今回の本は、時代を先取りした画期的なものだったのですね。
著者たちは、いずれも明治の人です。
狩野亨吉(かのう こうきち、1865(慶応元)年) - 1942(昭和17)年))は、後述のように一筋縄ではとらえきれない巨人、小林雲山(勉)(1885(明治18)年ー没?)は書家として活躍する傍ら、日本の書画作家の評伝をまとめた人物です。井上方外の詳細は不明。
なかでも、狩野亨吉の人物像には驚かされます。
狩野亮吉は、江戸の思想家、安藤昌益を発掘した明治の学者として知られています。夏目漱石の友人で、『吾輩は猫である』や『それから』には、彼をモデルにしたと思われる人物が登場します。京都帝国大学総長を退いた後は、東北帝国大学総長に推されたり、皇太子(後の昭和天皇)の教育掛に推されたりしましたが、自分は危険人物であるとして、頑なに固辞しました。
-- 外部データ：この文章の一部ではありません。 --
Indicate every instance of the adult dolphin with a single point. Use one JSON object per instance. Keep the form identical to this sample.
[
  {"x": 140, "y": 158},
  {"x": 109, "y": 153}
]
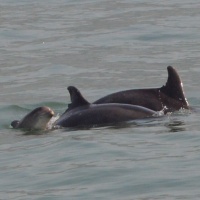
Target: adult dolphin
[
  {"x": 81, "y": 113},
  {"x": 170, "y": 96}
]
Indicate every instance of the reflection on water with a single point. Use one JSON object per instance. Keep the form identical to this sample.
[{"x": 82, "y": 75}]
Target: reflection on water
[{"x": 176, "y": 126}]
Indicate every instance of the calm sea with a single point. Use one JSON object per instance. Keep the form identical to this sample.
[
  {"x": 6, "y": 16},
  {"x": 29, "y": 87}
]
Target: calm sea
[{"x": 99, "y": 46}]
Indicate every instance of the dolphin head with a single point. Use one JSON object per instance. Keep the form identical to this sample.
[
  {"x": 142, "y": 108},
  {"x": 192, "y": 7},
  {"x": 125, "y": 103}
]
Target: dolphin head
[{"x": 36, "y": 119}]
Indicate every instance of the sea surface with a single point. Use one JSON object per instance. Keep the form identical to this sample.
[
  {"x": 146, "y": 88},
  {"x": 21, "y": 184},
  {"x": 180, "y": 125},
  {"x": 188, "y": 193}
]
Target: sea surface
[{"x": 99, "y": 46}]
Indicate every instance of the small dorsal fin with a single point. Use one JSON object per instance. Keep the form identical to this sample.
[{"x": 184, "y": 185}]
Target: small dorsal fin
[
  {"x": 76, "y": 98},
  {"x": 174, "y": 86}
]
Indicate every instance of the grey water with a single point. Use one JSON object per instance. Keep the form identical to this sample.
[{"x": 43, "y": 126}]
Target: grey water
[{"x": 100, "y": 47}]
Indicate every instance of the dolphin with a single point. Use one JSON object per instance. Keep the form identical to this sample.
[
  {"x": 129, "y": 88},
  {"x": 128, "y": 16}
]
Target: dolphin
[
  {"x": 36, "y": 119},
  {"x": 81, "y": 113},
  {"x": 170, "y": 96}
]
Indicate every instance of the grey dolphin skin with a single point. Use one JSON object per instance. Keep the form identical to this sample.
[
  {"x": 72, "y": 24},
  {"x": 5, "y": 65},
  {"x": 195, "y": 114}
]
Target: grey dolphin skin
[
  {"x": 36, "y": 119},
  {"x": 84, "y": 114},
  {"x": 170, "y": 96}
]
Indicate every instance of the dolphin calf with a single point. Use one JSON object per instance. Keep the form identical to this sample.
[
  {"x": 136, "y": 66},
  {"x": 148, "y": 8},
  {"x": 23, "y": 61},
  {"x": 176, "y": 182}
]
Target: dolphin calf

そして、「書画鑑定並びに著述業」により生計をたて、生涯独身、毎日、自分の性器をながめながら、春画研究に没頭したといいます。
京大変人列伝を書くならば、まず最初に来るべき人物だと思います。
明治の学者はとてつもなく、偉大ですね(^.^)
(最近youtubeの動画でやたら竹内文書のことを見聞きすることが増えまして・・チットの周辺にも同じような動画を見て、漢字伝来以前に日本にあった神代文字の存在を真実と信じて吹聴している人もいて、なんだかな~と思っていたんです・・🐻※でも狩野先生は竹内文書に批判的だったって、今調べたら書いてありました👍)
付箋の貼られ具合が相当に読み込まれている感じを受けました(^^)
と同時に僭越ですが自分とも重なり最近集めた本を眺めて遅生先輩の後を追ってコレクターっぽいことをしていたんだなあとなんだかうれしくなりました笑
やっぱり本も集めちゃいますよね!?(^^)
しかも、持っているだけでなく、よく読まれているのですね。
ということは、書画も相当に所持され、その調べものに使用されたのですね。
狩野亮吉という方を知りませんでした(><)
ホント、遅生さんの記事を読んで、その偉大さに驚きです!
>明治の学者はとてつもなく、偉大ですね(^.^)
その意味では、今の時代は明治に似ているのだと思います。
理想を求める動きの一方で、終末論や陰謀論も流行ります。
神代文字はどうやらその範疇に入るようですね。
この道の経験とともに、本の傾向も変わってきます。骨董道の足跡ですね。
そして、ある程度の量が揃うと、おおそういうことだったのか、と納得することが多くなります。皿の蒐集と同じですね(^.^)
とにかく書画はあまりにも範囲が広いので、何から手をつけたらよいか、全くわかりませんでした。で、藁にもすがるように、大部の書籍を手元に置きました。すると、すこし落ち着きました(^.^)
そのうちに、自分の趣向がわかってきて、現在に至っています。